Value fashion retailer Primark today (19 January) reported a rise in sales in the 16 weeks to 7 January, but admitted that operating margin fell as a result of higher cotton costs.

Parent company ABF said Primark sales rose 16% during the period. Like-for-like sales growth was "good" and "particularly strong" over Christmas after a slower start to the financial year due to the "unusually warm" autumn.

The company said that "as expected", operating margin was lower than the same period of last year, reflecting the continued absorption of higher cotton costs. "Cotton prices have fallen somewhat from their high point last year and we will begin to see the benefit of lower input costs in the second half," it added.

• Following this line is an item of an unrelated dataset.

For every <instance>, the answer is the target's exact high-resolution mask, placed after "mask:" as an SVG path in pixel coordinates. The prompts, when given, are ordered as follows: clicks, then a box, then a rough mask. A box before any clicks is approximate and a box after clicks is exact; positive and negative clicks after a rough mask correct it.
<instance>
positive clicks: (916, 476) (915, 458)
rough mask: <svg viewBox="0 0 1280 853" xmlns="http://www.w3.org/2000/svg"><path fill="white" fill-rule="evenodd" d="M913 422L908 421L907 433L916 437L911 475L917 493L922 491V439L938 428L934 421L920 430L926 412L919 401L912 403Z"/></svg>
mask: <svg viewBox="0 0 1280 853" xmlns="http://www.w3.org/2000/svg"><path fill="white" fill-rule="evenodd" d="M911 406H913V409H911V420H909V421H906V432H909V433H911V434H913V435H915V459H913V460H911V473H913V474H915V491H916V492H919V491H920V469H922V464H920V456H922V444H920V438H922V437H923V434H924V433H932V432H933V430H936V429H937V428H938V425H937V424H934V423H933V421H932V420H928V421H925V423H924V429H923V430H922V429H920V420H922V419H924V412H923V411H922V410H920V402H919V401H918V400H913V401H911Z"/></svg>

The 16 weeks saw nine new stores open, with two in Spain, three in Germany, one each in Portugal and the Netherlands and two in the UK. There are also plans to open three stores in Spain in March.

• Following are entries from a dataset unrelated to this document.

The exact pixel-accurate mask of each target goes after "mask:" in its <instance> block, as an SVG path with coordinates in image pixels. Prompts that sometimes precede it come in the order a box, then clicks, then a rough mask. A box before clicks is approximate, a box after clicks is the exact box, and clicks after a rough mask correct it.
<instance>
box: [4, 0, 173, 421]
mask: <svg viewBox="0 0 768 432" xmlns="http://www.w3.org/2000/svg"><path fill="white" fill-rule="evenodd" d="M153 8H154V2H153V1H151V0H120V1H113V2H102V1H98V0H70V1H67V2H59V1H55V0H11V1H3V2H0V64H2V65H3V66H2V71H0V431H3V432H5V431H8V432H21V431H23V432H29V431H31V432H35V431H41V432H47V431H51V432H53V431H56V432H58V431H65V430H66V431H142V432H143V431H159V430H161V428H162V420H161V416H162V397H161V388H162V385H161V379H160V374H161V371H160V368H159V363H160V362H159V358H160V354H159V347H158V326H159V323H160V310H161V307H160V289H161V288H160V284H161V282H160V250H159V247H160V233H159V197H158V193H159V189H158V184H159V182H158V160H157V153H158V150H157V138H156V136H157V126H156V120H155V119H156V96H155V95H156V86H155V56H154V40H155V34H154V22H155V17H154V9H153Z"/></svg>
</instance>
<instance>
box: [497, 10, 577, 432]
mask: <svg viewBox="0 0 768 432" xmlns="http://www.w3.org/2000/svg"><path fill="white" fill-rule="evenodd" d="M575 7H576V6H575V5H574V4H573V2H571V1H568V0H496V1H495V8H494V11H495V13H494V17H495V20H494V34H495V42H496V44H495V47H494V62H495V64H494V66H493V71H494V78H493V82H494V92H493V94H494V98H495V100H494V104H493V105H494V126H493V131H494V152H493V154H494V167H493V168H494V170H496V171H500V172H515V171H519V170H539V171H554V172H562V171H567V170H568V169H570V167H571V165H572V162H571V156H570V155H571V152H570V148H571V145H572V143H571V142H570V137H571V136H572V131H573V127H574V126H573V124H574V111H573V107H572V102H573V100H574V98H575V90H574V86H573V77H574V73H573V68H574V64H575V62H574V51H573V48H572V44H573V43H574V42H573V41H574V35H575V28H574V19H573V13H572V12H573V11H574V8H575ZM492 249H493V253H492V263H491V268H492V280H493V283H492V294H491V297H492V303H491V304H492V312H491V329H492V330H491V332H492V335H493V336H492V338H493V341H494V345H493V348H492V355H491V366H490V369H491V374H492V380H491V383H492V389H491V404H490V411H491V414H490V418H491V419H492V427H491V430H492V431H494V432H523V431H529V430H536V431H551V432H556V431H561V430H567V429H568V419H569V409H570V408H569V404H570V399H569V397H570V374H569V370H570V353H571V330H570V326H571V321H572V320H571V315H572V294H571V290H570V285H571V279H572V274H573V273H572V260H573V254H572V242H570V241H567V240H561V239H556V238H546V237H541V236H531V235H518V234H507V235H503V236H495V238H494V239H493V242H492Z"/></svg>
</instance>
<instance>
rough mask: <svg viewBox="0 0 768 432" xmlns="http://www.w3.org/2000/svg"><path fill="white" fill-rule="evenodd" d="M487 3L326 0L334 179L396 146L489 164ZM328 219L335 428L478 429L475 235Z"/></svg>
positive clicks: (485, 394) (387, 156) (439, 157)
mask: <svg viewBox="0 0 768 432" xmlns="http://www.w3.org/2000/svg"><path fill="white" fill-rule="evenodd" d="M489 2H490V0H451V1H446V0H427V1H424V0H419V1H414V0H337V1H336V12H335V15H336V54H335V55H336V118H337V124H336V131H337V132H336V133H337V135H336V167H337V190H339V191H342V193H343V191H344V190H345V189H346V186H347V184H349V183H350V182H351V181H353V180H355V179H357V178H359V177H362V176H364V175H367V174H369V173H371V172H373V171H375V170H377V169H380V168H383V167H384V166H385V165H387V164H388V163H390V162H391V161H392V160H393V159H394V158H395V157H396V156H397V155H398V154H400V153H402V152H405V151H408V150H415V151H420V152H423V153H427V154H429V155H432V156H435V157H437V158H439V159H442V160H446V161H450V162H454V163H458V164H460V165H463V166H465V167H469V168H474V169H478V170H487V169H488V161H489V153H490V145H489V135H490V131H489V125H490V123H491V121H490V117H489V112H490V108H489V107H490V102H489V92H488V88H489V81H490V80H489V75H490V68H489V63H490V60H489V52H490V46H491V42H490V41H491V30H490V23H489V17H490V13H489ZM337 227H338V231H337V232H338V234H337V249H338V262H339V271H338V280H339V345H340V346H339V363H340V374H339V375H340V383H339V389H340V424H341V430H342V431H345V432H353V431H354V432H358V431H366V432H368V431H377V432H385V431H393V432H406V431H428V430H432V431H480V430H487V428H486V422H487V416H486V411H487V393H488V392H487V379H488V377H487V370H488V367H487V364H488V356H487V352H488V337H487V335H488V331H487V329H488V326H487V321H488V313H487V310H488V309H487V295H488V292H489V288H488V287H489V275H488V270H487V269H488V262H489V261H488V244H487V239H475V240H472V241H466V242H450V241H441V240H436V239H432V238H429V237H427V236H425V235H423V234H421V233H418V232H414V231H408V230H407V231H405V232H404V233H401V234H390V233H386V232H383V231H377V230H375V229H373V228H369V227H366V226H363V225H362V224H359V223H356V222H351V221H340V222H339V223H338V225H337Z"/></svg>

Consolidated sales, which include ABF's sugar, agriculture, grocery and ingredients rose 12%.

Commenting on the results, Conlumino lead consultant Matt Piner said: "Primark's fast fashion model remains sharply relevant, even as rival value players, such as Peacocks, falter.

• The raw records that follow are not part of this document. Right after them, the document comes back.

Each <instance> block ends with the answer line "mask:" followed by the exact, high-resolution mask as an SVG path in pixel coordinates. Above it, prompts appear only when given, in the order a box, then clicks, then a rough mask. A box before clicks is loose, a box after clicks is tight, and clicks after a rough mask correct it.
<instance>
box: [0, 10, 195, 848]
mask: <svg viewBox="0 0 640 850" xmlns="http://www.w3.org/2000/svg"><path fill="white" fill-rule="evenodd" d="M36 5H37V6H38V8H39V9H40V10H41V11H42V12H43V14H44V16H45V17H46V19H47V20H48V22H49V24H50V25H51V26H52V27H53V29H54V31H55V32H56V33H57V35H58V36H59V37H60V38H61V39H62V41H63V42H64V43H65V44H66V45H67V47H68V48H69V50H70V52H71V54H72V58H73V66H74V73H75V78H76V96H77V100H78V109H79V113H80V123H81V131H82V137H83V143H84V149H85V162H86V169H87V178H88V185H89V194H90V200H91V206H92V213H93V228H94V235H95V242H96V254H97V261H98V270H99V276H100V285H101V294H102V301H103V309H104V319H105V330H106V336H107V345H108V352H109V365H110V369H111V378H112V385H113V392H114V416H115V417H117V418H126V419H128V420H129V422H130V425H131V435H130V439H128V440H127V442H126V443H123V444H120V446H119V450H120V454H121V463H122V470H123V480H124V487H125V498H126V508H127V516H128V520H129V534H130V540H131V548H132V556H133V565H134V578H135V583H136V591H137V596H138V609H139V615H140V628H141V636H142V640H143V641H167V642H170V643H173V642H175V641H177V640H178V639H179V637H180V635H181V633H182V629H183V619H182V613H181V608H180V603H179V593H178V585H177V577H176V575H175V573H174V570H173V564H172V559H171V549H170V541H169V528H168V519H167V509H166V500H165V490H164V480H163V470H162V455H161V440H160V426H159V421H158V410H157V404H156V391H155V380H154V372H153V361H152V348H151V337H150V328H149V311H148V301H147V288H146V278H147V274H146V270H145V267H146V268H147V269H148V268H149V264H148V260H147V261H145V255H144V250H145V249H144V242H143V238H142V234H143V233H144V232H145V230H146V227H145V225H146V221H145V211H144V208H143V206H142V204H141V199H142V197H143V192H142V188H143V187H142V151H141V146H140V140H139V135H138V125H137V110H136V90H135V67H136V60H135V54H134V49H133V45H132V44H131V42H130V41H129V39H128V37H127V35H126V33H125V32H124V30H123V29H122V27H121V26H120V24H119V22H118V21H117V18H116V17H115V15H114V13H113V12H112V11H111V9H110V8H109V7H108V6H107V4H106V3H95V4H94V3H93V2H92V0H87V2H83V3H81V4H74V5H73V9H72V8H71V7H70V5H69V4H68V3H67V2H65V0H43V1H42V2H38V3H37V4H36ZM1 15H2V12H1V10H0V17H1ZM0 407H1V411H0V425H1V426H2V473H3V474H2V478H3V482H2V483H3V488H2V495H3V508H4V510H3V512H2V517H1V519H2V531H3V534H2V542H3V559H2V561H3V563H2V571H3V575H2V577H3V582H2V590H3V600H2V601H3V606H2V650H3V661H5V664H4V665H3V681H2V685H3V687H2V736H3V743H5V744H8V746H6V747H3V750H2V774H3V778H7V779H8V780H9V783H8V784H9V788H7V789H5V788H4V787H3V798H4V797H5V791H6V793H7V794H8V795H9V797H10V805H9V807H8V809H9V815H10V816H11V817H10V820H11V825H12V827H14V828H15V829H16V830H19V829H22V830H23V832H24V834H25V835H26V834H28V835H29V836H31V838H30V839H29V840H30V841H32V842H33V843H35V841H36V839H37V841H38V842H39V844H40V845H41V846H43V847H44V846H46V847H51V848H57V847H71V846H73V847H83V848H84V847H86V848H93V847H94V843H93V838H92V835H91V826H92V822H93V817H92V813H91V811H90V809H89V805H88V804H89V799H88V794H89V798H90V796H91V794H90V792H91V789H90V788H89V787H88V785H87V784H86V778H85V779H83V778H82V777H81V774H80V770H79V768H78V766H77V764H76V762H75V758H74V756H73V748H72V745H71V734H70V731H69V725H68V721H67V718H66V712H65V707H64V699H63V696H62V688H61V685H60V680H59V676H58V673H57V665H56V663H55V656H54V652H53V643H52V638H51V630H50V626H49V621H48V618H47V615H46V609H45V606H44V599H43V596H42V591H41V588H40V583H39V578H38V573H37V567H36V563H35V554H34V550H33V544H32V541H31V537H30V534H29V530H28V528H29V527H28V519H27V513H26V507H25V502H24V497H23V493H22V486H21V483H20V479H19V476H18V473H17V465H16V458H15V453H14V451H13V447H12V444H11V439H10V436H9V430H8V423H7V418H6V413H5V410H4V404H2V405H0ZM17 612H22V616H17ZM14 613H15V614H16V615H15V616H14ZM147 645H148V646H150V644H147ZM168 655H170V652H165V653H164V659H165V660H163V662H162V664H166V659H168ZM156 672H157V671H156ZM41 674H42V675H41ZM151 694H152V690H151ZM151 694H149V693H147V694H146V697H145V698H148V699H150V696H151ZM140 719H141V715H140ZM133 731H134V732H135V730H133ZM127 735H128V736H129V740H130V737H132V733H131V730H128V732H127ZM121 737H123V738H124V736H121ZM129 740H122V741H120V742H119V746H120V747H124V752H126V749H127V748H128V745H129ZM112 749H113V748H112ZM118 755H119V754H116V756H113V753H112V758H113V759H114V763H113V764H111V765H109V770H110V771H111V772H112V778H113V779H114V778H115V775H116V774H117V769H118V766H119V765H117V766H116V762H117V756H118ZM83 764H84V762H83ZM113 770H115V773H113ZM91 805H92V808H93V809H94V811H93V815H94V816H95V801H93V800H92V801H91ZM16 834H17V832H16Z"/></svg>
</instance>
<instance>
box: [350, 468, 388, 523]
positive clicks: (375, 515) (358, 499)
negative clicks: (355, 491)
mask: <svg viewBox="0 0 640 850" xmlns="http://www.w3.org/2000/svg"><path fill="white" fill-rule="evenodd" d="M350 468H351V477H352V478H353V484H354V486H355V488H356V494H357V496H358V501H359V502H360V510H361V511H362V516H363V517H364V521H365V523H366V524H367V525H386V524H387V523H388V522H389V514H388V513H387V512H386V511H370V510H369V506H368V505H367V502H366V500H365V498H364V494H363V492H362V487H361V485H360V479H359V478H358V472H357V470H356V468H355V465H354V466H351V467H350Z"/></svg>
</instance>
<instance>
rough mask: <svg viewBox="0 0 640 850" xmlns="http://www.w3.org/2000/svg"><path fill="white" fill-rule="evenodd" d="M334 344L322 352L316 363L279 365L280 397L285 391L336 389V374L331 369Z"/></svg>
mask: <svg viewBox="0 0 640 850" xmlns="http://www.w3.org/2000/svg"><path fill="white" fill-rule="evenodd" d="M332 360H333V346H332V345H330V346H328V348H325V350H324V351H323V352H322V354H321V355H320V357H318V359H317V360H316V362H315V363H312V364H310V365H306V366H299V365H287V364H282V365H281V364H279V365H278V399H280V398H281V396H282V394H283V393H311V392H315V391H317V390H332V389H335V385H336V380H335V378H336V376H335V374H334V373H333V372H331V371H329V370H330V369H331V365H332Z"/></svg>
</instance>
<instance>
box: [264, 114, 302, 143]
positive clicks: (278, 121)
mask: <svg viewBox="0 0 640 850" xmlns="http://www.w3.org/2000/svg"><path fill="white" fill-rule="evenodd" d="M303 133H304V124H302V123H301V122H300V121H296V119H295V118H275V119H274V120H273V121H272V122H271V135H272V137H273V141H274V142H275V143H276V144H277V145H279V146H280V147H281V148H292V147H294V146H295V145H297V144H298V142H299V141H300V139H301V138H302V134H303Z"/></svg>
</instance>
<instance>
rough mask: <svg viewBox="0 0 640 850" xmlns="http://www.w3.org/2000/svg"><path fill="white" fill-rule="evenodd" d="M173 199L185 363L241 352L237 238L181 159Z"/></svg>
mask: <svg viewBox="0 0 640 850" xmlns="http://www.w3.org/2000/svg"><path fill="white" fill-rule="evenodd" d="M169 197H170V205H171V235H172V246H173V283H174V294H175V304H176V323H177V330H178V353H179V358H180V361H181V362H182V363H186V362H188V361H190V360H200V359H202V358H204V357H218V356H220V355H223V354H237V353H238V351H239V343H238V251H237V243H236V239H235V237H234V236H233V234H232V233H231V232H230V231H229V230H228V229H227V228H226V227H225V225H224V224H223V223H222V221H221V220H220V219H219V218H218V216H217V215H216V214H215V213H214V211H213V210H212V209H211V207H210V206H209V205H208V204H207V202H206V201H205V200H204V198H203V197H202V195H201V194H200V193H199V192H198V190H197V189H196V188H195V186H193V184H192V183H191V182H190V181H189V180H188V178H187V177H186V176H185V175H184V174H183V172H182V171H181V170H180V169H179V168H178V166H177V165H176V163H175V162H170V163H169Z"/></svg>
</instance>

"It offers financially pressed young shoppers a way to be able keep up with the latest trends in a way few others do. With cotton prices now falling again it can also begin to focus on restoring margins and profitability."

However, Charles Stanley analyst Sam Hart said that while there is potential for Primark to benefit from lower cotton prices, the "competitive environment is unlikely to ease in the near term and hence could see some of these gains reinvested in promotional activities".